A famigerada “colocação pronominal” vem ocupando as discussões sobre língua no Brasil há pelo menos cento e cinqüenta anos. Ela representa decerto o melhor exemplo do esforço insano dos puristas babacas em impedir o reconhecimento de uma língua caracteristicamente brasileira. Por isso, é muito mais uma questão sociocultural (e, por conseguinte, política) do que uma questão de ordem gramatical, lingüística. Saber colocar “corretamente” os pronomes virou uma marca de distinção, o conhecimento de alguma coisa “difícil” e “sofisticada” que exige algum grau de inteligência superior, necessário para separar os que merecem ocupar os postos de comando da sociedade dos que merecem ficar em posição subalterna. É preciso então denunciar essa história toda como uma grande baboseira, uma perda de tempo e um desserviço à cidadania.

A colocação pronominal é o que melhor revela a subserviência da nossa tradição purista frente aos modelos importados de Portugal. As regras que as gramáticas prescrevem funcionam muito bem para a língua dos portugueses – simplesmente porque elas correspondem aos usos reais que os portugueses fazem dos pronomes, usos que decorrem das características fonético-fonológicas da língua deles (que é diferente da nossa). Os portugueses não “erram” na hora de colocar os pronomes porque, para sorte deles, as colocações consideradas certas são as que eles já usam, naturalmente, intuitivamente! Por que não pode ser assim também no Brasil?

Esqueça tudo o que você tem lido sobre colocação pronominal e faça, por favor, o teste abaixo: Assinale em cada série a alternativa que corresponde ao seu modo de falar mais natural e espontâneo:

1.a) Você pode me emprestar uma caneta? b) Você pode emprestar-me uma caneta? c) Você me pode emprestar uma caneta? 2.a) O trabalho tem me ocupado demais ultimamente. b) O trabalho me tem ocupado demais ultimamente. 3.a) Me disseram que você parou de fumar, é verdade? b) Disseram-me que você parou de fumar, é verdade? 4.a) Me ajuda aqui! b) Ajuda-me aqui! 5.a) A festa se realizará no saguão da igreja. b) A festa realizar-se-á no saguão da igreja.

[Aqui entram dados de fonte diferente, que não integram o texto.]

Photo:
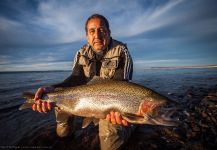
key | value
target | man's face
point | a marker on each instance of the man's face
(98, 36)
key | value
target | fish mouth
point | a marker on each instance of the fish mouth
(163, 116)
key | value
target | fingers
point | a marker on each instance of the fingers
(124, 122)
(118, 118)
(115, 118)
(41, 106)
(38, 93)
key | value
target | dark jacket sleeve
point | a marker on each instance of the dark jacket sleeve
(77, 76)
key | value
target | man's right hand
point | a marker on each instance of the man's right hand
(42, 106)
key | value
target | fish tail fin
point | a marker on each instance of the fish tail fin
(29, 100)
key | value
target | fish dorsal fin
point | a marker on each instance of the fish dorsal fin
(97, 79)
(132, 118)
(87, 121)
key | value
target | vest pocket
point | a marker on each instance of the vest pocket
(88, 66)
(108, 68)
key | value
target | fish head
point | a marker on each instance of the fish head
(161, 112)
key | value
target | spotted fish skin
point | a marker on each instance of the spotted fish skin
(136, 103)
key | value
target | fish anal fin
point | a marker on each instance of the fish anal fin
(97, 79)
(87, 121)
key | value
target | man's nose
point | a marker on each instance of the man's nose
(98, 34)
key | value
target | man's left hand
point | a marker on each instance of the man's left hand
(115, 118)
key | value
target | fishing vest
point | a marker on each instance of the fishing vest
(110, 60)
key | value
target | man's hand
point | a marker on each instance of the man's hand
(42, 106)
(115, 118)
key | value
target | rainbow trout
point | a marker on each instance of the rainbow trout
(136, 104)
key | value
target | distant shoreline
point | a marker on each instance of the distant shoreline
(185, 67)
(154, 68)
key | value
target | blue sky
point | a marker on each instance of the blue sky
(45, 34)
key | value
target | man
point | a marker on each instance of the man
(103, 57)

Se você assinalou, em todos os casos, as alternativas com letra (a), parabéns: você é um(a) legítimo(a) falante do português brasileiro contemporâneo! E como todos os falantes do português brasileiro contemporâneo, você sabe, intuitivamente, que só existe uma única regra de colocação pronominal na nossa língua: a próclise ao verbo principal, isto é, o pronome colocado antes do verbo principal. Pronto, gente, acabou! Tá tudo resolvido! Vamos agora cuidar do que interessa, tentar pagar as contas do mês e levar a nossa vida em paz?